In the past ten years or so, the notion of who delivers the news has literally been rewritten. There was a time when people would rush to their TV sets or radios immediately after something happened, watching with anticipation for the BBC, Sky News, or The Guardian to deliver the facts. Now that instinct has shifted to our phones. For millions, the primary source of information during a crisis or important event is no longer a reporter in front of a camera, but a post on X, a viral clip on TikTok, or an Instagram Story.
This development is driven more by speed than failure to trust the established news sources. Social media is created for quick updates. By the time the newsroom fact-checks the original story and verifies it through vaunted editorial pipeline, the internet has already created a story around it. Due to the rapid pace of social media, the platforms beat the newsroom to breaking news and the news travels quickly, even when the details may not be right.
However, conventional sources do retain a unique strength: verification and context. During the London transport strikes earlier this year, thousands of TikTok videos showed the crush of the overfilled stations, the fury of commuters, and trains not arriving. But it was the BBC and The Guardian who described why there was a strike, who was involved in the negotiation, and what it meant for the economy’s future. Traditional reporting gets no love for its speed on social media but retains trust from the meaning it creates.
Platforms competing for credibility
One of the significant changes in 2025 is how social platforms will try to have it both ways. TikTok has just rolled out new dedicated “News Tabs” in the UK and partnered with local outlets to provide credibility to its short-form explainer-like content.
Nonetheless, credibility occupies the battlefield. Research demonstrated that younger audiences trust what they see first, especially when it is shared by a peer or influencer rather than an institutional entity. A viral video during this most recent general election received millions of views before the BBC went live with its coverage. After the BBC received negative publicity for its initial coverage, it issued some corrections to the claims made in that viral video. By the time the BBC made its corrections, however, many of those viewers already held views or opinions based on what they saw first.
This is a problem that reflects disruptions happening in other industries. For example, online casinos challenged a legacy experience model that goes back hundreds of years, by providing free spins and other digital-first experiences, they changed engagement with gambling forever. What once required a physical trip to an establishment could now be accomplished in seconds from home. News is having a similar experience. The faster and easier the platform, the more it shapes consumer habits, even if reliability issues are lingering in the background.
The future of breaking news
So, who really owns the breaking story in 2025? The truth is that ownership is no longer singular. Social media has claimed the crown of immediacy. Traditional outlets still lead in trust and analysis. But the real power lies in the interaction between the two. Increasingly, newsrooms rely on viral clips as leads, while platforms rely on established outlets to validate what is true.
What comes next is likely a hybrid model. Already we see news organizations embedding TikTok reporters and social producers into their teams, not to replace journalists but to adapt their content to new formats. We also see platforms like YouTube moving toward longer-form, documentary-style reporting, slowly encroaching on territory that belonged to television networks for decades.
Nonetheless, the viewer is also an engaged part of this context. Our methods of consuming the news are as much about participation as observation. Hashtags, comment sections, and conversations spreading on social media won’t merely inform, but dramatically turn breaking news into an experience of sorts where participants are equal shares of the experience.
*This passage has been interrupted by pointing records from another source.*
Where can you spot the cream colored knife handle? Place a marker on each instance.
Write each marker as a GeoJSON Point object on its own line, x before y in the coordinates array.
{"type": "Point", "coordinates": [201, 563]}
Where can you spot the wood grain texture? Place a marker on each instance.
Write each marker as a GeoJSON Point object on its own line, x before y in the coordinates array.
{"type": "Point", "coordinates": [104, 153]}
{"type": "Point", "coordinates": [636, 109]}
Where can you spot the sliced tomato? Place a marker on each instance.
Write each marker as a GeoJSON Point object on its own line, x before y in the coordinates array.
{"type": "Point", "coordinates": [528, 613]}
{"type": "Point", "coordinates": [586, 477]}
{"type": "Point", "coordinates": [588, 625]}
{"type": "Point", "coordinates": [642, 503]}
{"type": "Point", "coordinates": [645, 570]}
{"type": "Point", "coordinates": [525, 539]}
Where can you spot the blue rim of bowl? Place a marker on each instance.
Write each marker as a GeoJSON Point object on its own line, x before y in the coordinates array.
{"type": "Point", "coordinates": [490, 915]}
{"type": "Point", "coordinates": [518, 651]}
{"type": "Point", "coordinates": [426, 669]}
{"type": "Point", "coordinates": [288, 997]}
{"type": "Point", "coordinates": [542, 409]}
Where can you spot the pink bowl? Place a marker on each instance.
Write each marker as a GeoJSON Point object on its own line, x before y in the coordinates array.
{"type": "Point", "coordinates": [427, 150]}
This feels starkly different from the old days when viewers sat quietly (except for a few obligatory comments) in front of the evening news wondering what happened.
Perhaps, instead of determining the identity of the news breaking the story, we should consider how the story itself is evolving. In 2025, the information is rapid, fragmented, and multimedia at once. The traditional outlets maintain our guardrails, but we engage as soon as someone takes out their phone. The news is more democratic, and therefore more messy, and immediate. And in the messy disorder of that reality, the line between social media and traditional journalism is not quite as neat as it was in the past.